So they went, and she loved it. Afterwards they sat on the small back deck of her apartment drinking beer. She smoked her clove cigarettes and sent ashes spinning down on her landlord's deck below.

"So what kind of guy are you?" she asked. "Humphrey Bogart or that Victor Laszlo."

"Who am I?" He asked with a laugh "Or who do I wish I was?"

She smiled. "Careful Charlie," she said. "Never a quick answer." It was the first time she called him that.

He sipped his beer and looked out at the fluorescent sunset provided by the city pollution.

"Nice night," he said.

"Know what?"

"What?"

"I'm falling in love with you."

She said things like that. Just said them.

"A romantic movie and a few beers, and tough girl turns sappy," Charlie said.

"Scared."

"It just seems foolish.
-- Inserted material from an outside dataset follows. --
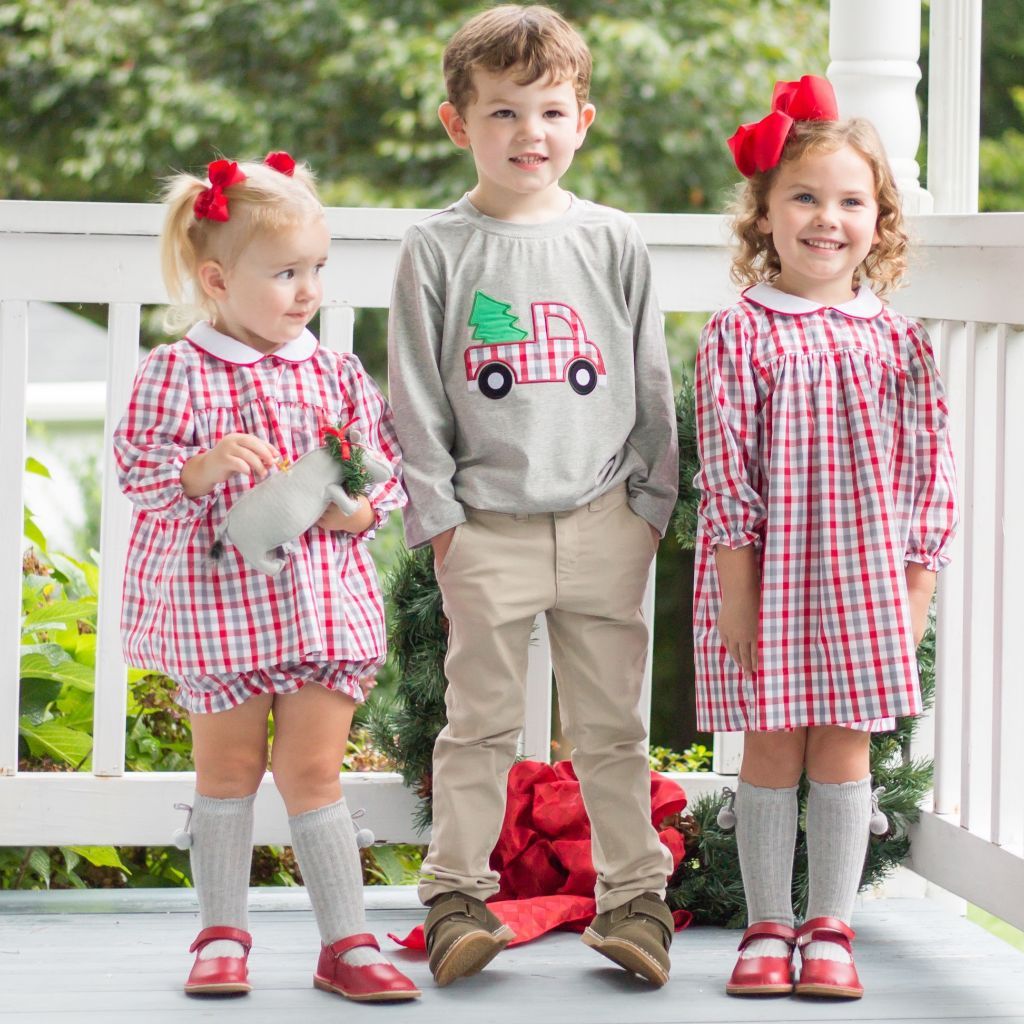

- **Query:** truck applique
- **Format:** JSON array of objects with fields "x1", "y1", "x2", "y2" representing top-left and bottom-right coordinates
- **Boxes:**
[{"x1": 465, "y1": 292, "x2": 607, "y2": 399}]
I'm only a prematurely balding guy with questionable prospects who's more than happy to drink your beer."

"And a wonderful dancer."

He turned off the radio and pulled up on the car in front of him, waiting for the light to turn green. Straight across the intersection. Then straight some more. Home in a few minutes. Then nap. He'd open the window over his bed and let the spring air drift in.

But when he got up to the intersection, he didn't go straight through. He turned right without signaling. The car behind him honked. He drove up onto the highway that would take him to her office. He rested his arm on the open window, and wind rushed into the car. You're going to see her, he thought. That's good.

He drove in the second lane, not pressing down the passing lane as usual. This is that scene in the movies where the guy suddenly decides to follow the girl and hops on a plane or a train or speeds away in his car, he thought. I'm in that scene. I should be overcome with passion and desperation. Cars swam around him, passing on the left, slowing on the right. In 15 minutes he reached his exit. Her exit. The exit.

There was no sweeping romantic music as he moved along the side streets that led to her office. School children bunched on a corner and he stopped for them. He tapped on the steering wheel while they crossed. "What's going on with you?" she would have asked. "Did you swallow a valium before you got in the car?"

He pulled down a street lined with office parks and began to rub his stomach with one hand. There it was again. It was never very far. What am I going to say? What is she going to say? He reached the parking lot for her office. He drove in and slid into a space.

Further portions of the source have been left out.